Julia has already impressed two coaches. During a campus visit to Ole Miss last summer, Julia toured the football facilities with Ken Crain, the Rebels’ equipment manager. She didn’t know she was going to meet with head coach Hugh Freeze, but she was ready just in case.
She had studied Ole Miss game films. She knew the pros and cons of the Rebels’ 4-2-5 defense and hurry-up spread offense. And she handed Freeze a résumé.
“He just interviewed me about football,” she said. “I broke down his defense, and I broke down his offense. I talked to him about which recruits I liked.”
Freeze was impressed, and Julia was thrilled.
“It boosted my confidence the most,” she said. “It let me know that I do have a future in this if I work hard and persevere. It just made me want to study more film and become a better coach.”
She also had an unexpected, 10-minute talk with Baltimore head coach John Harbaugh at the Ravens’ training camp in August. Harbaugh said he was going to forward her résumé to his brother Jim, head coach at Michigan.
“I broke down his offense and defense,” Julia said. “Having an NFL coach tell you they’re impressed, it helped me realize I have a future in this.”
Timpson said in all of his years as an assistant coach at Glasgow and Middletown, he has never seen any nonplayer – boy or girl – as closely involved with a football team as Julia.
“She’s doing things that other students have never tried to do,” the Appo coach said. “To break down some of the barriers, she had to break down shows that she is knowledgeable. Once we gave her a chance, she’s been an asset to us.”
Christine is thankful that her daughter received that chance.
“Coach Timpson has been excellent,” Julia’s mother said. “He has given her the opportunity of a lifetime. I couldn’t be more thankful for him believing in her.”
Now, Timpson is contemplating the future without her.
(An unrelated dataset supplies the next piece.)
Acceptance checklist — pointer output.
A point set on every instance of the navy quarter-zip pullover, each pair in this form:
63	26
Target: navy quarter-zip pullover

“I don’t think we can replace her at all, in what she brings to the team,” he said. “Next year, without her, I guess we’ll go back to what normal high school football is supposed to be. But for the last three years, to have her with us has been great.”
Her parents have done their best to feed Julia’s football hunger, taking her to the training camps of the New England Patriots (her favorite coach is Bill Belichick), Washington Redskins and Ravens. Her younger sister, Christina, is much more interested in field hockey than football. But Julia is all in.
The Jaguars finished 5-5 this season, but she will still be watching other teams play in the Delaware high school playoffs the next three weeks. Then she will finish school at Appo and get ready for another step up the football ladder.
“I’m so thankful to be able to do something that I love,” Julia said. “There isn’t a day that goes by where I don’t want to go to practice or I don’t want to go to a game. It’s what I want to do with my life. It’s football.”